Bungee Jump Accident in Peru and the Loss of a Penis

I was eager to put our near-death experience behind us. “Let’s go, it’ll be fun!” I told Princess.

We had started calling him Princess during our disastrous Andean trek. By the time we crossed the snowline, he was suffering from altitude sickness, infected foot blisters, food poisoning and hypothermia. Eventually, he got so ill that we had to carry him on a makeshift litter to the nearest village, hence his royal name.

Within a few days of getting medical attention, Princess was back to eating solid food and drinking Peruvian beer. With his fork, he jabbed at what was left of the fried guinea pig splayed out on his plate. “I cannot go,” he told me. “I am still fragile.”

“Look,” I pleaded. “It’s bungee jumping! Plus, you owe me. I am the only one who stayed behind while you recovered.”

He plucked a leafy garnish from the guinea pig’s neck, put it in his mouth and said, “I found a penis right here.”

“What?” I glanced at the rodent’s crotch before realizing what he meant. “Oh, you mean ‘ha-ppiness!’ Not ‘a penis’.” Why don’t you French people pronounce Hs?”

He laughed and pushed the plate away. “But your bungee guide, he is a child!”

“People mature faster in other countries,” I replied. “He’s practically an elder here.”

He sat quietly for a few minutes and slowly began nodding his head. “Okay, but I go only to watch.”

“I’ll tell Julio to get his cords ready.”

Julio was a very shy boy. It took him five minutes just to muster the courage to ask me to pay for the taxi. The jumble of looped cords, carabiners, and belays was bigger than he was, so Princess and I helped him lug it out of the taxi’s trunk onto the middle of the bridge.

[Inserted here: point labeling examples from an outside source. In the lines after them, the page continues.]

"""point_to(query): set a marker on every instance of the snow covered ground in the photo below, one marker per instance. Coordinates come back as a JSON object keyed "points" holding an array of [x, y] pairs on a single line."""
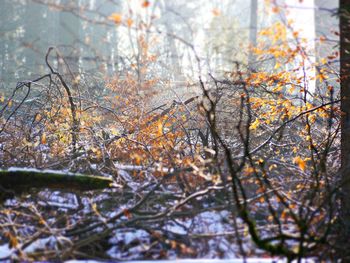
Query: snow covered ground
{"points": [[248, 260]]}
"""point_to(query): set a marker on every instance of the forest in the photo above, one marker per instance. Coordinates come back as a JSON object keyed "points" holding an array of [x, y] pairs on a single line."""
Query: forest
{"points": [[166, 130]]}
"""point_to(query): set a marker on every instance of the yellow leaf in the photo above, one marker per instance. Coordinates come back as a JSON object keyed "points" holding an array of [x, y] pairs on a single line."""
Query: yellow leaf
{"points": [[254, 125], [116, 18], [300, 162], [146, 4], [129, 22], [43, 138]]}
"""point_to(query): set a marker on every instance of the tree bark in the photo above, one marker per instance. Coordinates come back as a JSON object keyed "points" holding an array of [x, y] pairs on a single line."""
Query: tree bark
{"points": [[24, 179], [344, 27]]}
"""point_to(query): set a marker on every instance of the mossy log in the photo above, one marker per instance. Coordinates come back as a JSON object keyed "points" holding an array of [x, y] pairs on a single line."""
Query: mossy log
{"points": [[22, 179]]}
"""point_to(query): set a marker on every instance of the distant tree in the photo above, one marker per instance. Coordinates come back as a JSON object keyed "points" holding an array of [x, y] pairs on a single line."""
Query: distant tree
{"points": [[344, 26]]}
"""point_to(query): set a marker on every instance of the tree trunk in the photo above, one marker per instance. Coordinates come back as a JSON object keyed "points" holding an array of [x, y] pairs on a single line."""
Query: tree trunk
{"points": [[253, 30], [344, 26]]}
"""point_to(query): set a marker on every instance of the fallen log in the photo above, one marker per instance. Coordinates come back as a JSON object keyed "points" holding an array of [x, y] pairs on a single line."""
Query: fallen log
{"points": [[23, 178]]}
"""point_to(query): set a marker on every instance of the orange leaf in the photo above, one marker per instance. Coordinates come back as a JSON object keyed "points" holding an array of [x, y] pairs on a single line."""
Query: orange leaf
{"points": [[129, 22], [116, 18], [146, 4], [300, 162]]}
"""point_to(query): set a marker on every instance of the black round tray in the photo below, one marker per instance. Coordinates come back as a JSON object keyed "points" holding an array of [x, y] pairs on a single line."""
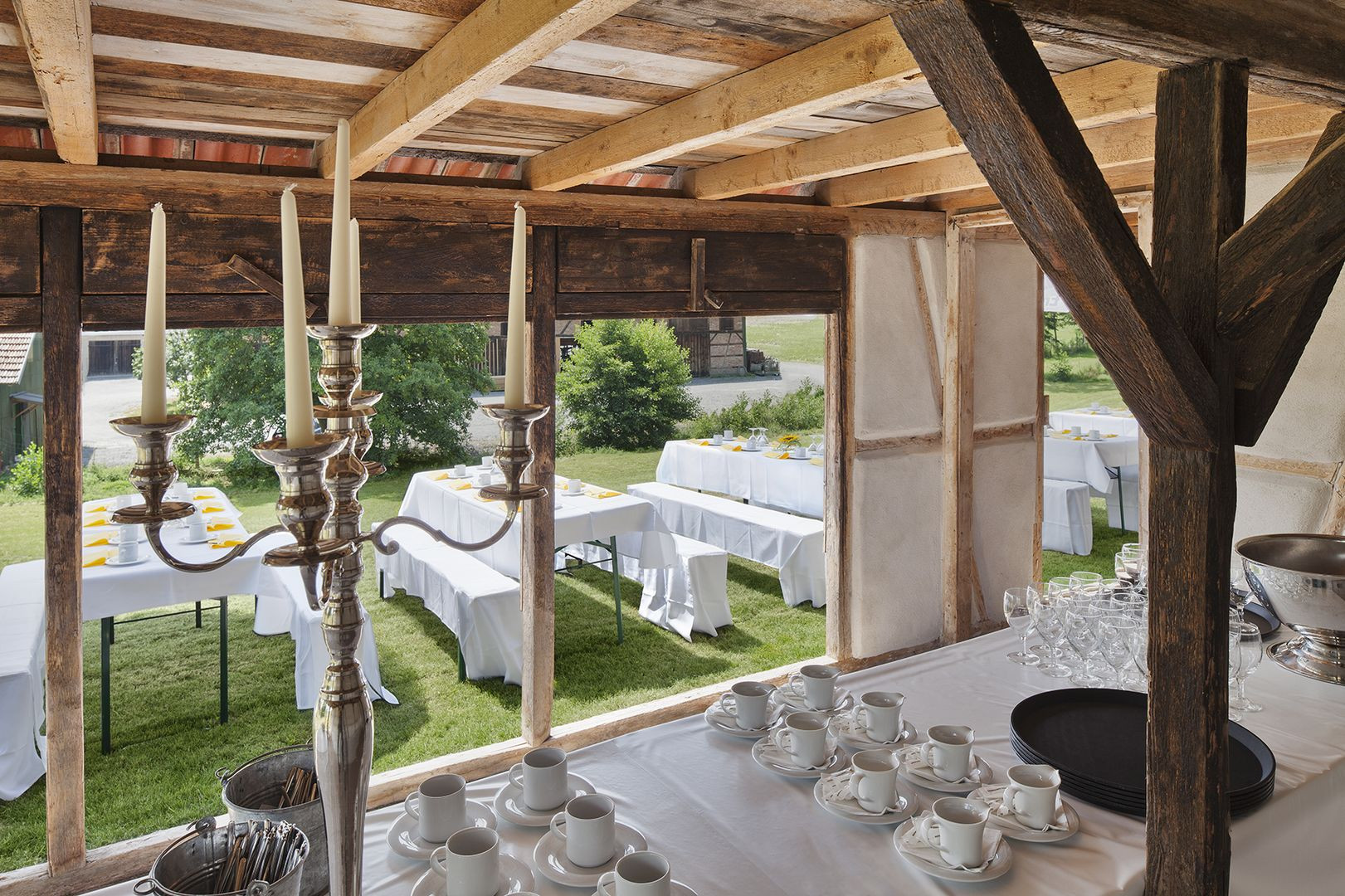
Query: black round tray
{"points": [[1096, 739]]}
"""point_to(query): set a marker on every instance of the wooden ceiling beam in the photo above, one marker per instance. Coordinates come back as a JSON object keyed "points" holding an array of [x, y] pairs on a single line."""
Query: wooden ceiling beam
{"points": [[1117, 149], [844, 69], [58, 35], [1095, 95], [982, 66], [491, 45]]}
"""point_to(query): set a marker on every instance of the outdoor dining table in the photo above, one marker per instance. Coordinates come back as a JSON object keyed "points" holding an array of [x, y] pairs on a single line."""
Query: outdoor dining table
{"points": [[729, 826], [758, 476]]}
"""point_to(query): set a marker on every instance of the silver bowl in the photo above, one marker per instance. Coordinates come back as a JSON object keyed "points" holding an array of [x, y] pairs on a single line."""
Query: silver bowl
{"points": [[1301, 577]]}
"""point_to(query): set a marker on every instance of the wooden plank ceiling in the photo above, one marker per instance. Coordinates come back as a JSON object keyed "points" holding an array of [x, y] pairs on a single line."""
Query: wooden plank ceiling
{"points": [[264, 81]]}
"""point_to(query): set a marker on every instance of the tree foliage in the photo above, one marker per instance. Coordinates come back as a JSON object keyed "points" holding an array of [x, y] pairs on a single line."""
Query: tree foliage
{"points": [[624, 385], [233, 381]]}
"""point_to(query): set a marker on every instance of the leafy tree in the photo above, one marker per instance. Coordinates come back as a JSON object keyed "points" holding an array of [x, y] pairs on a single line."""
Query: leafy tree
{"points": [[233, 381], [624, 385]]}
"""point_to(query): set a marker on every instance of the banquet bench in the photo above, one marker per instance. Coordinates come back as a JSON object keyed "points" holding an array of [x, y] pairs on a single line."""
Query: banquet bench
{"points": [[1065, 517], [790, 543], [480, 606]]}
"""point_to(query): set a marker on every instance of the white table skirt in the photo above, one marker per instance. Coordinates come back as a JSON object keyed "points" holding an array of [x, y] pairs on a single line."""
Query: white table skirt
{"points": [[1118, 423], [770, 482], [1083, 460], [729, 826], [578, 519]]}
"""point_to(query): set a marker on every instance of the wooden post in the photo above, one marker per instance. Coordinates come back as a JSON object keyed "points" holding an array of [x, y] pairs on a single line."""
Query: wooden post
{"points": [[1200, 170], [538, 572], [958, 431], [63, 470]]}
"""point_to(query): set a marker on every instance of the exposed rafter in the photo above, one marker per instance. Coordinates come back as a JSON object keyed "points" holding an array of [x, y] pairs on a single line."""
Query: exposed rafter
{"points": [[844, 69], [1095, 95], [493, 43], [60, 41]]}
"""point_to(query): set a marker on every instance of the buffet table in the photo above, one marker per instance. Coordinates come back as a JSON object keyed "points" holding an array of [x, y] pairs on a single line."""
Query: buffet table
{"points": [[729, 826]]}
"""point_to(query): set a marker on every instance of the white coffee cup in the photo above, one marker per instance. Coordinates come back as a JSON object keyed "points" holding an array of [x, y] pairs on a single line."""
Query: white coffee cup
{"points": [[948, 751], [875, 781], [470, 863], [957, 829], [803, 739], [588, 829], [748, 703], [642, 874], [1032, 792], [439, 805], [543, 777], [816, 685], [879, 712]]}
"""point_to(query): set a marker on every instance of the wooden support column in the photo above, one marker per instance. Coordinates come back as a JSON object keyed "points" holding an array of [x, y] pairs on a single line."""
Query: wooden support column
{"points": [[958, 432], [538, 576], [1200, 177], [63, 470]]}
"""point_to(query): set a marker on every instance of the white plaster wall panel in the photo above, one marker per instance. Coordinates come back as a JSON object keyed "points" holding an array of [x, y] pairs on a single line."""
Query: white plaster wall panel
{"points": [[894, 549], [892, 373]]}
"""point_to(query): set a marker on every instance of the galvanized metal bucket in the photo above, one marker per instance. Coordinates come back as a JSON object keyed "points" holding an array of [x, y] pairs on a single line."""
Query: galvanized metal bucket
{"points": [[253, 791], [191, 861]]}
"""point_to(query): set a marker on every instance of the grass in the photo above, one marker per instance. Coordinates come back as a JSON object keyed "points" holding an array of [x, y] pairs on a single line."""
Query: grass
{"points": [[788, 338], [166, 733]]}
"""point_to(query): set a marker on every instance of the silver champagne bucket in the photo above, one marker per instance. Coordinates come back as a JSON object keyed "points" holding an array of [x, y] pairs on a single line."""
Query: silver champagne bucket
{"points": [[253, 791], [190, 864], [1301, 579]]}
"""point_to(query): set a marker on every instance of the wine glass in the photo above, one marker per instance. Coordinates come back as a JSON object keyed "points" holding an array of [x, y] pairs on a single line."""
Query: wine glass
{"points": [[1018, 612]]}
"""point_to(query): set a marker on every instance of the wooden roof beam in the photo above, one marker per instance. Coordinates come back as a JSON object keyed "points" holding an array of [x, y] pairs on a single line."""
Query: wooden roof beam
{"points": [[855, 65], [1095, 95], [491, 45], [58, 35]]}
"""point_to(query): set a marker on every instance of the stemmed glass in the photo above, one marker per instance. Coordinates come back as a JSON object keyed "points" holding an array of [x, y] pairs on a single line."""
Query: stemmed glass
{"points": [[1018, 612]]}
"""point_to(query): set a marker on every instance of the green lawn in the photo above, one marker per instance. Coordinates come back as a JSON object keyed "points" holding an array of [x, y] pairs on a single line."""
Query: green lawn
{"points": [[166, 733]]}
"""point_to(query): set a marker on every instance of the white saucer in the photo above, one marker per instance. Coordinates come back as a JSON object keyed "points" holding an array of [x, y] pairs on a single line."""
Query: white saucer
{"points": [[721, 722], [850, 811], [1017, 831], [514, 879], [550, 861], [855, 738], [997, 868], [787, 699], [404, 840], [768, 757], [510, 806], [981, 774]]}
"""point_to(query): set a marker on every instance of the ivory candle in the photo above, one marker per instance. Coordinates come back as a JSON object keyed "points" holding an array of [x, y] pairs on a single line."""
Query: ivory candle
{"points": [[154, 393], [339, 311], [299, 385], [354, 270], [517, 337]]}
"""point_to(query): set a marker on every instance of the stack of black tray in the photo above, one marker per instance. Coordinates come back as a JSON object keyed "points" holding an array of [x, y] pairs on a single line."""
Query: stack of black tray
{"points": [[1096, 739]]}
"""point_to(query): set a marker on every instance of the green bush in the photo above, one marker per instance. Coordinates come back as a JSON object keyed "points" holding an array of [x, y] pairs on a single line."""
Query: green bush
{"points": [[26, 476], [799, 412], [233, 381], [623, 387]]}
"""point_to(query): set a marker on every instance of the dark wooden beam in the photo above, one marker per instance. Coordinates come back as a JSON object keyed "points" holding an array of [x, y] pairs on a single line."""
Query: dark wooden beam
{"points": [[987, 73], [1275, 276], [63, 471], [1200, 181], [1294, 47]]}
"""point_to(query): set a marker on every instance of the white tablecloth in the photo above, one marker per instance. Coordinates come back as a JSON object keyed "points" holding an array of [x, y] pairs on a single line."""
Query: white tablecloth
{"points": [[729, 826], [1121, 423], [770, 482], [578, 519], [1083, 460]]}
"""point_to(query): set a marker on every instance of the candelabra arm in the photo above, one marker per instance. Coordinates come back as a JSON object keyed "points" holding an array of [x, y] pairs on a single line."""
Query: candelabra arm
{"points": [[182, 565], [389, 547]]}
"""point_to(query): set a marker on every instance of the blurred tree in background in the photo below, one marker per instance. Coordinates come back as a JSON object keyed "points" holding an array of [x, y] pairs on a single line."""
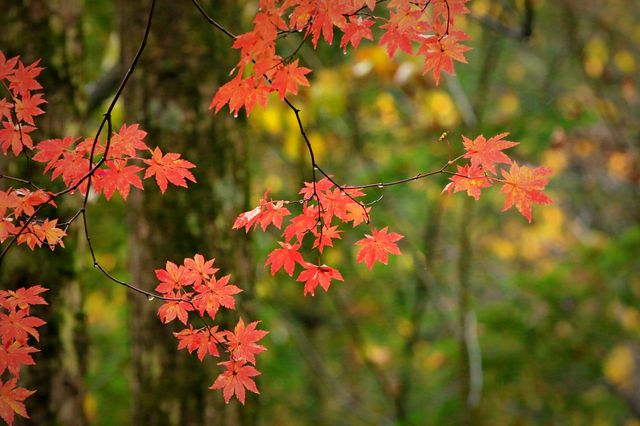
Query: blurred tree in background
{"points": [[483, 320]]}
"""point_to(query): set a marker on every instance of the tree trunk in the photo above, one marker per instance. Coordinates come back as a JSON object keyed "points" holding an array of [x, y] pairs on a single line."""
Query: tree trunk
{"points": [[58, 376], [185, 60]]}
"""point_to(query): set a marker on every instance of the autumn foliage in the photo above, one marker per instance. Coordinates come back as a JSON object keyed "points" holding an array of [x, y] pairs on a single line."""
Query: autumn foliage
{"points": [[117, 160]]}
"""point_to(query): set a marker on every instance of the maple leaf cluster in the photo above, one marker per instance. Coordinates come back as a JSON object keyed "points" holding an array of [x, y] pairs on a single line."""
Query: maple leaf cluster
{"points": [[521, 185], [194, 287], [17, 327], [323, 204], [70, 159], [428, 25]]}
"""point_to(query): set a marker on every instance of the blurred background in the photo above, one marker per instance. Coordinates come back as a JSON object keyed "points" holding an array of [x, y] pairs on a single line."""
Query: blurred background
{"points": [[484, 319]]}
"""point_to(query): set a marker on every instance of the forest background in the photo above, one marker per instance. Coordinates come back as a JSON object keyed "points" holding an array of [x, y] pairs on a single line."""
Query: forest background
{"points": [[483, 319]]}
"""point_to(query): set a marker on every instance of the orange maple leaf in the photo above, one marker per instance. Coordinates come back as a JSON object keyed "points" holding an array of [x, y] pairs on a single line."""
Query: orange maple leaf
{"points": [[377, 246], [523, 187]]}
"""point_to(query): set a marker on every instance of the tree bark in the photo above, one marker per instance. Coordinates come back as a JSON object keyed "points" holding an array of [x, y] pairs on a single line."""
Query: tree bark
{"points": [[58, 376], [185, 60]]}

While Julio got the equipment ready, I peered over the edge. “Whoa! It’s really high, Princess. Maybe you’re right. This is a bad idea. He’s just a kid.”

Julio stopped making knots and gave me a wounded look from where he was kneeling, “I forget to say I know English. I very good guide.”

Princess ruffled Julio’s hair and pulled me out of earshot, “I don’t know anything about bungee, but us sailors know knots and his are even better than mine. Maybe he’s good.”

“I very good guide,” Julio repeated. “And I no deaf.”

After he finished fastening me, he gave my camera to Princess and told him to sit at the end of the bridge while he spoke to me in private.

He asked me to crouch down, put his hands on my shoulders, and began speaking to me in Spanish. “I am supposed to tell you to not look down, but this is stupid. You’re gonna look down and be scared and that’s the point of doing this, but the longer you wait to jump, the harder it will get. If you wait too long, and your knees start shaking, and you get too scared to jump, no worries. No one here will laugh at you. Princess cannot laugh, he’s not jumping. I won’t either, I see it all the time. You okay?

I nodded.

Princess and Julio gave me the signal that the camera was ready to record the video. I climbed over the railing, put my arms out like a bird, and pushed off as hard as I could. There was a surge of adrenaline, the whoosh of wind…and then there was Julio screaming down at me from the bridge, “Oh my god! Are you okay? I am so sorry!”

I looked up from where I dangled, put my thumbs up, and screamed, “It was awesome!”

“Not awesome,” he yelled, in a panic. “Touch your face!”

I touched my face and suddenly became aware that my cheeks were stinging. I looked at my hands and saw blood. “What the hell happened, Julio!”

“Your face hit the tree!”

Back at the bridge, Julio tried explaining. “Last time I did this was three months ago…I am so sorry!” his voice cracked as he fought back tears. “The tree grew!”